Predictive analytics and artificial intelligence were not omitted from the study, but they did not rank in the top three of marketing trends CMOs intend to implement in the next two years.  Personalization was tied for the rank of 5th, and predictive analytics ranked 7th.   While some may believe this rank to be surprisingly low, there are several considerations.  First, CMOs that see business value or competitive differentiation derived from being leading edge in their use of analytics may have already begun experimentation or implementation of predictive technologies.

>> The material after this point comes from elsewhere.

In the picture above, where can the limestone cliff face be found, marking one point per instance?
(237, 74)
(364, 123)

Other CMOs may be more interested in outcomes (e.g. customer communities), or may not have begun to relate analytics technologies with their desired outcomes.  If this study had been conducted with the VP of Demand Creation or Demand Marketing, the ranking may have been different.

MTS: In a largely customer-focused industry, how should the CTO view this report? What are the key, common barriers for the CMO and CTO; how should they deal with it together—as one or as siloed forces?
In today’s complex b-to-b environment, the CMO and the CTO must work together to satisfy highly empowered buyers and customers, maintain information security and effectively leverage technology.  Here are five areas where CMOs and CTO can take active steps to align:

  • Collaboration on culture, language, and agendas.  While these may seem like ‘soft’ areas, the perception from the CTO of marketing being a ‘shadow IT’, or from marketing of IT as a ‘slow moving barrier to success’ must be dealt with head on.  That may include learning the language of the other function and having a formal forum and process to align agendas and priorities.
  • Customer focus.  Both the CMO and the CTO must ultimately support the customer who pays the bills. The CTO must enable the organization to capture, organize and leverage enterprise customer data and analytics technologies to produce actionable insights. The CMO must coordinate cross-functional customer engagement functions (e.g. customer marketing, customer experience, customer success) that affect the customer experience.
  • Technology infrastructure development.  With more technology spend falling to the CMO, the CTO may need to assume an advisor role to the CMO in some areas, which makes them more easily accepted as partners than as gatekeepers.
  • Prospect and customer data privacy.  With the GDPR deadline less than a year away, there is renewed focus on this critical area. And, it provides an opportunity for the CMO and CTO to collaborate in a productive way, to ensure compliance and to find new legal methods of attracting and maintaining dialogues with prospects.
  • Measurement.  An accurate picture of the customer requires a synthesis of data that is in systems across the company.  The CTO is the key to unlocking those insights, but to prioritize that effort, the CMO must be able to clearly articulate what the insights will be used for and how that will contribute to the company goals.

MTS: Thanks for chatting with us, Monica.